21 Settembre
approfondimenti

Continua a crescere il mercato per i vini biologici

Crescono i consumatori italiani di vino bio

Sulla scia di un rinnovato ambientalismo e di una maggior attenzione a ciò che si mangia (o beve) e che ha portato ad un inaspettato quanto prorompente successo di mercato i prodotti biologici, anche il vino ottenuto da pratiche rispettose dell’ambiente sta godendo di un parallelo e travolgente incremento delle vendite. La cosa più interessante è che in un mercato strutturalmente in calo come quello italiano, i consumi di vino biologico si muovono in netta controtendenza. Secondo uno studio di Wine Monitor realizzato in collaborazione con ICE, nel 2016 un italiano su 4 ha consumato – almeno una volta nell’anno – vino biologico, denotando al contempo un tasso di penetrazione in continua crescita (nel 2015 era pari al 21%).

 

 

Aumenta anche l’export

Ma a crescere non è solo la quota di consumatori: nel 2016 le vendite di vino biologico hanno raggiunto complessivamente 275 milioni di euro, registrando un +34% rispetto al 2015. Il mercato interno (considerando tutti i canali: GDO, canali specializzati in prodotti biologici, enoteche, ristorazione/wine bar, vendita diretta, etc.) vale oggi il 30% del totale (83 milioni di euro, +22% rispetto al 2015). La fetta più grossa del giro d’affari complessivo è invece realizzata sui mercati internazionali: 192 milioni di euro, con un’impennata del +40% rispetto al 2015 (a fronte di un più tenue +4% dell’export di vino totale).

 

La Germania rappresenta il primo mercato di destinazione dei vini bio…

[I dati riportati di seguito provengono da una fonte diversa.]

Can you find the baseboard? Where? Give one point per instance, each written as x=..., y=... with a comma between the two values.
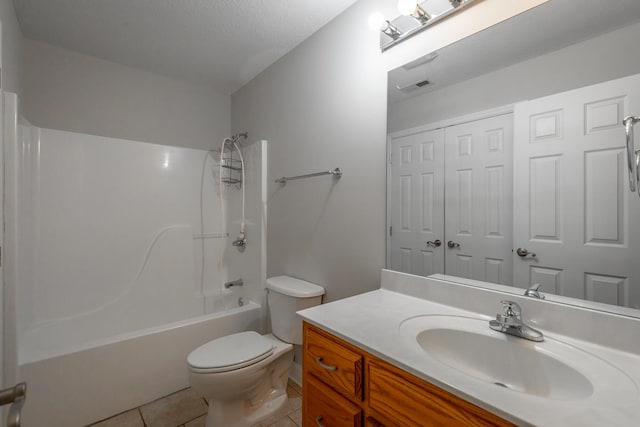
x=295, y=373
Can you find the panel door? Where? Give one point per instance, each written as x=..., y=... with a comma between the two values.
x=416, y=191
x=478, y=199
x=574, y=210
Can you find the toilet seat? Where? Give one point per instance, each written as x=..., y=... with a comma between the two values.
x=230, y=352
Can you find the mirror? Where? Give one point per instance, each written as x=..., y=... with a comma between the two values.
x=507, y=157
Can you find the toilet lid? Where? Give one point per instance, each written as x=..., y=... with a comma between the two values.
x=231, y=352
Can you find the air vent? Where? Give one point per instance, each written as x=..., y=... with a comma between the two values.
x=413, y=86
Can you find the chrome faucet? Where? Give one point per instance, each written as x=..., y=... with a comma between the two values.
x=532, y=291
x=511, y=323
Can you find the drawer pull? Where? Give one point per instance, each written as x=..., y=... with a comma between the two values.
x=327, y=367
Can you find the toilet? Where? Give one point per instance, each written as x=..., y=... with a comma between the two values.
x=244, y=376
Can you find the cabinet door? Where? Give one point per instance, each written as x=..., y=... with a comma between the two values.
x=409, y=401
x=325, y=407
x=332, y=362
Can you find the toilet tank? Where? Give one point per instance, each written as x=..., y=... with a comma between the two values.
x=286, y=295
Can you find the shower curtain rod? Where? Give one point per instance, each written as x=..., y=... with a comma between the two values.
x=337, y=173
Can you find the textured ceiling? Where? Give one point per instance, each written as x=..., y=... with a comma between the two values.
x=222, y=43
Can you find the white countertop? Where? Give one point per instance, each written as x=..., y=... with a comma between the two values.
x=372, y=321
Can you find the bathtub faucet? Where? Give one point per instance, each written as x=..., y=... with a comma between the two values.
x=238, y=282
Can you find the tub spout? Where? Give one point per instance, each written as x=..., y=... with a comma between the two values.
x=238, y=282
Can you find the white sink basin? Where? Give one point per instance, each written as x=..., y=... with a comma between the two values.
x=550, y=369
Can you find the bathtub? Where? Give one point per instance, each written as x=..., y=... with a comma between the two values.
x=112, y=376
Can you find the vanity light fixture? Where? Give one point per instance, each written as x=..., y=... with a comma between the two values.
x=391, y=30
x=416, y=16
x=412, y=8
x=377, y=22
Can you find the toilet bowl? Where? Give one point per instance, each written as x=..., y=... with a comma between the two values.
x=244, y=376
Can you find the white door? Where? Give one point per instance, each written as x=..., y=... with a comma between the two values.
x=416, y=195
x=573, y=207
x=478, y=199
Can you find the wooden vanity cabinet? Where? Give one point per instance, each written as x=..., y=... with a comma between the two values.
x=344, y=385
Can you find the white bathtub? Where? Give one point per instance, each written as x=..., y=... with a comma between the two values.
x=88, y=385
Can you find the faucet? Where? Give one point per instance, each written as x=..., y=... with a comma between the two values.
x=238, y=282
x=511, y=323
x=532, y=291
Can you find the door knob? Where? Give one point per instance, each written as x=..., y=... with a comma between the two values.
x=523, y=253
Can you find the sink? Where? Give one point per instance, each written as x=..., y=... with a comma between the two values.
x=550, y=369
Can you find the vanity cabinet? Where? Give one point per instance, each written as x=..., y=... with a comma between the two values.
x=344, y=385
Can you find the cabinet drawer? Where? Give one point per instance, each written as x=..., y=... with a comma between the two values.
x=333, y=363
x=409, y=401
x=325, y=407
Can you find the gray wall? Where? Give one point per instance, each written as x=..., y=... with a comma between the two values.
x=323, y=106
x=11, y=48
x=589, y=62
x=79, y=93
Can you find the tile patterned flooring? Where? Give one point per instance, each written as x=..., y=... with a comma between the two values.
x=186, y=409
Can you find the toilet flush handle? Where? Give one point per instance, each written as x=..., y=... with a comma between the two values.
x=324, y=366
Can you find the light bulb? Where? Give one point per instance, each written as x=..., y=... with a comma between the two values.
x=407, y=7
x=376, y=21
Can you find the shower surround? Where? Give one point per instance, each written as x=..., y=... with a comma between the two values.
x=106, y=273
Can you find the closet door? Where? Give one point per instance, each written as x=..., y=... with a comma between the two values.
x=416, y=211
x=478, y=199
x=574, y=209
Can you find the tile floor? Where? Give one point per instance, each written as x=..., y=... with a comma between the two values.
x=186, y=409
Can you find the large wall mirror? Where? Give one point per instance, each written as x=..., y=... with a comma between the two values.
x=507, y=159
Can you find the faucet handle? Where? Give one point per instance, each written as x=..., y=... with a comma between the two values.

L’export di vino biologico italiano pesa per il 3,4% sul totale dell’export di vino dall’Italia, ma il trend è in continua crescita (1,9% nel 2014 e 2,6% nel 2015), grazie anche a una forte propensione all’export delle aziende bio. Dalla stessa ricerca di Wine Monitor emerge che, presso le aziende italiane intervistate, l’export di vino bio “pesa” per il 70% sul fatturato complessivo (contro una propensione all’export del 52% del comparto del vino italiano nel complesso). Per quanto riguarda i principali mercati presidiati, l’Unione Europea rappresenta la principale destinazione (66% a valore) e come per l’agroalimentare, la Germania rappresenta il mercato di riferimento per i vini italiani bio (33% del fatturato estero realizzato nel 2016), seguita dagli Stati Uniti (12%).

 

 

…ma anche in UK le vendite vanno forte

In UK, secondo i dati Nielsen, nel 2016 le vendite di vino bio nella GDO si sono attestate a 21 milioni di euro, con uno share di questi prodotti pari allo 0,4% sul totale dei vini venduti, grazie ad una crescita delle vendite pari al +24% a fronte di un lieve decremento del vino in generale (-0,1%). La cosa più interessante è che il prezzo medio di vendita dei vini bio è superiore del 38% a quello dei vini convenzionali, a fronte di una reale e maggior redditività di questi prodotti. In questo Paese, la quota dei vini bio italiani sul totale della categoria è pari al 25% in volume.

 

 

E le preferenze dei consumatori confermano il trend

L’interesse per il vino bio è confermato anche dall’opinione e dalle preferenze del consumatore, sia nel Regno Unito sia in Germania: la quota di consumatori che negli ultimi 12 mesi ha bevuto almeno una volta un vino biologico è del 12% in Germania e del 9% in UK (dove è molto più alta la quota di chi lo consuma fuori casa: il 34% dei wine user bio rispetto al 18% in Germania). In UK il consumatore di vino bio spende in media per una bottiglia intorno alle 13 sterline, in Germania 8 euro. Secondo i consumatori di vini bio Made in Italy presentano una qualità mediamente superiore rispetto ai vini bio di altri Paesi. Qualità che ricorre nuovamente tra gli attributi evocativi: in entrambi i mercati, nel pensare al vino biologico italiano il 19% indica “alta qualità”, mentre un ulteriore 15% individua nell’autenticità il principale valore.